The time to harvest your sweet corn is when the ‘silks’ are brown and dry and you can pierce the kernels with a finger nail. If the liquid is clear it’s not quite ripe. When you get a milky liquid then it’s the time to pick your corn on the cob by twisting the ears of corn which should snap off the main stem.
Sweet corn just picked

Peel the husks off before boiling your corn on the cob.

The best time to harvest your corn is in the cooler hours of the morning.  Store them in cool temperatures, the cooler the better.

You will get the sweetest flavour if you eat your sweet corn on the cob as soon as possible. BBC prestenter Carol Klein suggests even taking a pan of boiling water to the plant and popping the cob in to the boiling water within seconds.
Boil for 6 minutes. Spread butter and a bit of salt to your taste. Delicious

The variety photographed is Butterscotch F1

Sweet corn mouse damage

Sweet corn mouse damage

Pests: Mice will eat your sweet corn as soon as they are ripe.

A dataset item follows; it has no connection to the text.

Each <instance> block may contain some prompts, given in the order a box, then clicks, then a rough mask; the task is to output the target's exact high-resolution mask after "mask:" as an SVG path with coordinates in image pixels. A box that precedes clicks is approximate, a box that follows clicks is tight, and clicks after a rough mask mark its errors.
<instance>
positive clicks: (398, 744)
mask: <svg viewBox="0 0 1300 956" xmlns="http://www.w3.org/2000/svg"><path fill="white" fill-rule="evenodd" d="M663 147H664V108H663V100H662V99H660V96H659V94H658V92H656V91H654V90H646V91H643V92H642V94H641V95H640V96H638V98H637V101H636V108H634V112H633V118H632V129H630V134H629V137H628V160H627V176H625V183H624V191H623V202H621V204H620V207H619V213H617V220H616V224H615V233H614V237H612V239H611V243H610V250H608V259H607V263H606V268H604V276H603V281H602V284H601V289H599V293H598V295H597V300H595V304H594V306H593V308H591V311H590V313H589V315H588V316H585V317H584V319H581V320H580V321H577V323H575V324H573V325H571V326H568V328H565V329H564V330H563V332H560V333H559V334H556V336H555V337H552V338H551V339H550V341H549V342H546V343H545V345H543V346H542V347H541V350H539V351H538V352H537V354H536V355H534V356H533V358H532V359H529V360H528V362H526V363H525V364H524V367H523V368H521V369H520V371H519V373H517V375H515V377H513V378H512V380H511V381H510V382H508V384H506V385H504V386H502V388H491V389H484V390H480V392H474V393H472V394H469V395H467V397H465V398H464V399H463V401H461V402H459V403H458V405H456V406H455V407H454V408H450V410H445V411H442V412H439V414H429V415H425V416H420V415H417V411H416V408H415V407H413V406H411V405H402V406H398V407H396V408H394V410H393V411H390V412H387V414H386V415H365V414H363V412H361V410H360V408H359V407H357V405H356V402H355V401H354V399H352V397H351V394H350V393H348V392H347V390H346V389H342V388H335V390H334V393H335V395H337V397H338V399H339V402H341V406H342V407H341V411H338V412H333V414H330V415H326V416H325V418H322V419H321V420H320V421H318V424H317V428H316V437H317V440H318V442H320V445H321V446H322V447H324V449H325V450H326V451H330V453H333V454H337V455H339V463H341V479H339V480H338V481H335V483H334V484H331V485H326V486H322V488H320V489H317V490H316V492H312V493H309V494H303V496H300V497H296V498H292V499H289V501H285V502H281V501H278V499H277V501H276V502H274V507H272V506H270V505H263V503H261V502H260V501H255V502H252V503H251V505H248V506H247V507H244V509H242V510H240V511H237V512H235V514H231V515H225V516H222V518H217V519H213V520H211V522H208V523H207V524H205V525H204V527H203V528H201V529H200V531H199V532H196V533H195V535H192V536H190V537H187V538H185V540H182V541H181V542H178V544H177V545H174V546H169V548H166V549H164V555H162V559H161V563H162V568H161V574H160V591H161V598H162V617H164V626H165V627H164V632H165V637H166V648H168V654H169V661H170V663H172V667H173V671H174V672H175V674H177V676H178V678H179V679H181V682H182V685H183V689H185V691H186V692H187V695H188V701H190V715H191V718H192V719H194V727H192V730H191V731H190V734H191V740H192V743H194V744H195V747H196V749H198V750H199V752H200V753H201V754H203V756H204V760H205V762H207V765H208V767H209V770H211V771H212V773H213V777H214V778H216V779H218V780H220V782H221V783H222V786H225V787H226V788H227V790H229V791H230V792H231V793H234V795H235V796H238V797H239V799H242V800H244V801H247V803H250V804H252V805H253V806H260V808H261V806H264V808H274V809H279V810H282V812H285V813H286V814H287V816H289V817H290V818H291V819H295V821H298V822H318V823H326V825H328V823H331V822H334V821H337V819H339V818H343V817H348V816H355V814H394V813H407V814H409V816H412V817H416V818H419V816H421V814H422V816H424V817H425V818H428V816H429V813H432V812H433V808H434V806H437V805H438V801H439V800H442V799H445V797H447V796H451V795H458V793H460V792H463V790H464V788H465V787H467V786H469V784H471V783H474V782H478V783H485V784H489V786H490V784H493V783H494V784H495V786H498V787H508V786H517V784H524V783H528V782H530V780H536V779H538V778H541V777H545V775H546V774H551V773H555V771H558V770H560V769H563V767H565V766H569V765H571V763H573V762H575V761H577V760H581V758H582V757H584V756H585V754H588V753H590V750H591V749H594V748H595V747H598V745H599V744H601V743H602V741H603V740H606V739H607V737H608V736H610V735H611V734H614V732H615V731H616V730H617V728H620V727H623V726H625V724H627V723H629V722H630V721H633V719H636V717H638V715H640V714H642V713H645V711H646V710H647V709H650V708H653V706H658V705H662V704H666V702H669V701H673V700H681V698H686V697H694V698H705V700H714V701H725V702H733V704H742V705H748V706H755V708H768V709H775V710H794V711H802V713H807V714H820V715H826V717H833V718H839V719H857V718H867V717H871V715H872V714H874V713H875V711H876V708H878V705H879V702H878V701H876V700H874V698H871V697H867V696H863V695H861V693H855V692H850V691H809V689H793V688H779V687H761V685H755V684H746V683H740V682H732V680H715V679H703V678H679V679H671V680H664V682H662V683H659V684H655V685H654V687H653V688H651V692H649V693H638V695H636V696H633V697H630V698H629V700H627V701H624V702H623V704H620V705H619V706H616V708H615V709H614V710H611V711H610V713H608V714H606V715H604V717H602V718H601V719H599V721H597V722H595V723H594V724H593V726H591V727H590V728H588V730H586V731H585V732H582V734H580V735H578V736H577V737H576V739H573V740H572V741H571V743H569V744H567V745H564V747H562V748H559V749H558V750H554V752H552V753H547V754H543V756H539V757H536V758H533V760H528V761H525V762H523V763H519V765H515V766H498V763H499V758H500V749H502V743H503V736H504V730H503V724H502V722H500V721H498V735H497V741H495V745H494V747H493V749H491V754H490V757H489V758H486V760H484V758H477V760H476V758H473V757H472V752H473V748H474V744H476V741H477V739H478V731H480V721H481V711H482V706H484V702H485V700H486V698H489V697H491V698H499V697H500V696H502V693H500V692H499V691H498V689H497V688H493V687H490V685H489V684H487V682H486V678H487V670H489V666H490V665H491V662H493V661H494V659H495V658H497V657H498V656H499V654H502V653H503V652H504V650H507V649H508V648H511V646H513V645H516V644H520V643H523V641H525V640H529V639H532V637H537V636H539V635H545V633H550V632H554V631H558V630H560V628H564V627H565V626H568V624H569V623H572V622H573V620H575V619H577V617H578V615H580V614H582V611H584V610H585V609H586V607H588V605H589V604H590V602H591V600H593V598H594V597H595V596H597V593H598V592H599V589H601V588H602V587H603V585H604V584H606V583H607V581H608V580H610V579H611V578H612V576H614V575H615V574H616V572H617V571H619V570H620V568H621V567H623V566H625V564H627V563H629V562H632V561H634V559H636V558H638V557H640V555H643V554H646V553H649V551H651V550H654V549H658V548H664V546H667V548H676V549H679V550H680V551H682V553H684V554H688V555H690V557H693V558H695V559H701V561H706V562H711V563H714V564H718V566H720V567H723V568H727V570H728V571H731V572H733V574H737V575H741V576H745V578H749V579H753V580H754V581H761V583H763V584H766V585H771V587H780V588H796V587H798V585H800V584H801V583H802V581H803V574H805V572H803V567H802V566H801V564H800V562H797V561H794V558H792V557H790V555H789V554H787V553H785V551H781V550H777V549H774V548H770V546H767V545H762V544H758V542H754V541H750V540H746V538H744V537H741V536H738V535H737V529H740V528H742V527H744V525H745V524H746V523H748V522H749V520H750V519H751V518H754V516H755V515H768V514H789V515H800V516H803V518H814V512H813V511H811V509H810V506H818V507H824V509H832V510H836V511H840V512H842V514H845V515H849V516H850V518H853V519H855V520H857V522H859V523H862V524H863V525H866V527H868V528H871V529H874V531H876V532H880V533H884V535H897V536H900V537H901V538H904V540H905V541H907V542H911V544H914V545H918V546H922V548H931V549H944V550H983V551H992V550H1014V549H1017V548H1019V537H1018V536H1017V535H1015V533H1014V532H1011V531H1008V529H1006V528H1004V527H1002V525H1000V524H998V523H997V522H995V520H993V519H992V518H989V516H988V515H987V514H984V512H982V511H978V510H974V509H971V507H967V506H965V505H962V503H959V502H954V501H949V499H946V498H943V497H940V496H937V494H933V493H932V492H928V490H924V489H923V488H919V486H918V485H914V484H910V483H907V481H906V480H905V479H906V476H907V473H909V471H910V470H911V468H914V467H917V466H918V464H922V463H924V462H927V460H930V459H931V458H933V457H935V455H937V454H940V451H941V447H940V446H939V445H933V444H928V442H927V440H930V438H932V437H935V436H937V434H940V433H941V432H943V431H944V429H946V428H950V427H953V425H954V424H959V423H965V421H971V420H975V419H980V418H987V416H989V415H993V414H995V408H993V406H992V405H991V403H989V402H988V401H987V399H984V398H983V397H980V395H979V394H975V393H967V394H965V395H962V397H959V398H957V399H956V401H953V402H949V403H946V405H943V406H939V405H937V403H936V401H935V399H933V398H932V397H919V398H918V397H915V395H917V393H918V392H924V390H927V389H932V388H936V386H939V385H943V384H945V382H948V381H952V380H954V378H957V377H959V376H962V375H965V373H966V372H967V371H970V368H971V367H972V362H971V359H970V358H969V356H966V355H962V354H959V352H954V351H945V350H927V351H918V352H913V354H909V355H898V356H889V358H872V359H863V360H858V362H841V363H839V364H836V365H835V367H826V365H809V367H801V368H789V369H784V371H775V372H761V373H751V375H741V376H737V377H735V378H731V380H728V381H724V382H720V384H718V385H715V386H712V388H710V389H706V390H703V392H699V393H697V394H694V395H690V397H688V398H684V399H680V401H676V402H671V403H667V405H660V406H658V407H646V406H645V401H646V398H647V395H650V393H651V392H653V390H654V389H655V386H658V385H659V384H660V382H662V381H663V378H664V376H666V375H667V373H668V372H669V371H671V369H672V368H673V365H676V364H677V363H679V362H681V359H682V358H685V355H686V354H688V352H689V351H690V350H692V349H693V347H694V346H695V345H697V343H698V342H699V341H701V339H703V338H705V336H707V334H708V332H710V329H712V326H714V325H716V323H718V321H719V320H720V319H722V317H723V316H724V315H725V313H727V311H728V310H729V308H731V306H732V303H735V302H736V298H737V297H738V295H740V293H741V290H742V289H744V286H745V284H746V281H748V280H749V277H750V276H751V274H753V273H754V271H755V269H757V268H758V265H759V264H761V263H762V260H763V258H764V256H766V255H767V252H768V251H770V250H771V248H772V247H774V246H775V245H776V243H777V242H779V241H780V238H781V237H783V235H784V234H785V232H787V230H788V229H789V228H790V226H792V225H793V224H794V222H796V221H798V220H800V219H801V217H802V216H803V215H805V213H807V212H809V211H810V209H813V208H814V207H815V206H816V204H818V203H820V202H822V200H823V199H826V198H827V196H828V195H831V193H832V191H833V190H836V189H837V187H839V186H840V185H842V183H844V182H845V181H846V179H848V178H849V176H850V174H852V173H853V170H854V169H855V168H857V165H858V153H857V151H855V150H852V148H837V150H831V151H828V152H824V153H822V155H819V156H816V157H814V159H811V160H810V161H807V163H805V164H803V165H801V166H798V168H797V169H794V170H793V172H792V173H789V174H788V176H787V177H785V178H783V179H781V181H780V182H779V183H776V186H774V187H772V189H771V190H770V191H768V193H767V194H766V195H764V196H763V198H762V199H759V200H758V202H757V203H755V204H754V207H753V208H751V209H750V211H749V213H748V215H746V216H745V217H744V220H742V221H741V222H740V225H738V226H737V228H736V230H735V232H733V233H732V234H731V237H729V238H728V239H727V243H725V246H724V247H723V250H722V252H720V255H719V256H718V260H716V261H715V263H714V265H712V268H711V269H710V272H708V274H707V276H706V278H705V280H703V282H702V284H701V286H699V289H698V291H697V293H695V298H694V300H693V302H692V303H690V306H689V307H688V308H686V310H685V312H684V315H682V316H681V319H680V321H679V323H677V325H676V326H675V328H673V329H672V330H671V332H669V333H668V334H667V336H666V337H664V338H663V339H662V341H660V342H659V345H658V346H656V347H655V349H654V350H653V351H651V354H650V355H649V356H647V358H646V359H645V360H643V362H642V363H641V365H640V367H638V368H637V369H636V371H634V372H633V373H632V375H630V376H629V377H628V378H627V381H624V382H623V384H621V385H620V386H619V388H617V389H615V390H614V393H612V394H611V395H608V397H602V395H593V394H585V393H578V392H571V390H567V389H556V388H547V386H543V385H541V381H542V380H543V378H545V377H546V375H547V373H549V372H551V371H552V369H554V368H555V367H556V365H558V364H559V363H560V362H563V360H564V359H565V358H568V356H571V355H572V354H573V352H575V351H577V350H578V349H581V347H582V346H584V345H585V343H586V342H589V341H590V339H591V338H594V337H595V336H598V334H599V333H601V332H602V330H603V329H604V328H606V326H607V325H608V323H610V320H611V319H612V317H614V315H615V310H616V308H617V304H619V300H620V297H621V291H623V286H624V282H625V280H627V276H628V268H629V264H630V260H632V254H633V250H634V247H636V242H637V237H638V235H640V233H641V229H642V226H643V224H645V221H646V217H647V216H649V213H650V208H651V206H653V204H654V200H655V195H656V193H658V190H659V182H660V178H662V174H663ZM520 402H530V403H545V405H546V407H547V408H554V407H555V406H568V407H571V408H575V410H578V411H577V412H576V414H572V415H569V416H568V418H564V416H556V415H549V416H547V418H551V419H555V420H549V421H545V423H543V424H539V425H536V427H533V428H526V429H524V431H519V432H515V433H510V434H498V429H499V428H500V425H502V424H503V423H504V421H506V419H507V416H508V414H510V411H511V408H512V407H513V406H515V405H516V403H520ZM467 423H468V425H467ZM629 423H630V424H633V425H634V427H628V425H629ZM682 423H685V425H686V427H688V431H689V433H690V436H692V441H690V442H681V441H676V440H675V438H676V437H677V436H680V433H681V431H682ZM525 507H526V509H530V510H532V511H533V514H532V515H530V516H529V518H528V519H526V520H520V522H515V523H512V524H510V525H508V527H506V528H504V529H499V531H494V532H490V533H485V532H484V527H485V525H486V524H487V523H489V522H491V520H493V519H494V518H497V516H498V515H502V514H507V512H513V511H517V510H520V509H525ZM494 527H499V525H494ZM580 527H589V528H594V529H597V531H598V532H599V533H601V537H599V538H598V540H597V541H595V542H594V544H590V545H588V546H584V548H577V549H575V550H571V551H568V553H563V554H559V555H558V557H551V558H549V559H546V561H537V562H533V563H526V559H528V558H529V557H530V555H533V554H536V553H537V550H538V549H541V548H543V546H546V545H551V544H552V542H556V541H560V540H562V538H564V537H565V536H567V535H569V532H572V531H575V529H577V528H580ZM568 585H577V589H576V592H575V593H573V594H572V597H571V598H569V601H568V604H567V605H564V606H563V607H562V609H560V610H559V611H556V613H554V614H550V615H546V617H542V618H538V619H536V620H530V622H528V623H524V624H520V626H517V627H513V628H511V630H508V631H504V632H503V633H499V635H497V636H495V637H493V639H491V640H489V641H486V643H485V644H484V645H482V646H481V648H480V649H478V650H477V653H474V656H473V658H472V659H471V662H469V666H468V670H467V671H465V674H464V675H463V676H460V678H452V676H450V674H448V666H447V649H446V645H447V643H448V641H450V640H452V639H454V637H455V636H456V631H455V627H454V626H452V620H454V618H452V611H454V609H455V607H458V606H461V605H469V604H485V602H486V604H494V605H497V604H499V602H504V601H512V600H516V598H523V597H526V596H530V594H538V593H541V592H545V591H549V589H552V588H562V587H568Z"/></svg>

Photography Neil Bromhall. This blog is an extension to the Complete gardens planting advice CD-ROM

7 Responses to Growing Sweet Corn and how you know when to harvest.

  1. Kazz Rumble says:

    Not a comment but a sweetcorn query! I appear to have been quite successful with my first ever planting although cobs haven’t been harvested yet as the silks are not totally brown. My sister in Canada has remarked that for the cobs to mature properly detasselling is required – is that correct and how exactly should it be carried out? Would hate to lose my small crop through lack of detasselling!!!

    • Frank Tabbert says:

      I just read an article about corn detasseling. In the corn growing area of Kent county in Ontario Canada they detassle the male plants of seed corn. This corn is used for seeds elsewhere. Sweet corn does NOT require detassling

  2. says:

    This is the first time I have ever tried to grow sweet corn. The husks are turning brown, and I heard that when they do I should pick them off the stem. I am hesitating because the corn does not seem to be very big. Some are only about 6 inches long. Does that matter or should I leave them on there longer to get bigger? I am torn, afraid, if I leave them they will go bad, and if I don’t they won’t be ready! What should I do please help!

  3. Spot on with this write-up, I actually feel this website needs far more attention. I’ll probably be returning to read through more, thanks for the advice!

  4. Ron Clark says:

    Best way to cook your corn: leave it in the husk, heat your oven to 400f, and roast excatly 40 minutes. Boiling takes away a lot of the flavor and nutrients you are looking for!

  5. Ron says:

    ALWAYS leave the husk on no matter how you cook…..the silk comes off with the husk leaving nothing behind. No boring tedious picking off the silk….it ALL comes off with the husk. After Microwaving, run cold water over the corn and husk to make it easier to handle and to achieve the process of a silk-less ear. Also, if you want sweeter tasting corn, soak the ears in a bucket of sugar water for about 2 hrs before cooking …you will be amazed! The best tasting corn I ever ate was either grilled with the husk on for (10 to 15 min) or Microwaved (3 1/2 min per ear of corn) I was raised on a farm in Oregon and every year we put in almost an acre of garden, growing every kind of vegetable you could think of. My mother canned it all! Oh, for those of you who are skeptic, my mother used her wood stove to cook those ears of corn and never wrapped them in anything but their own husk, way before any Microwave or grill was invented. Happy gardening and good eating!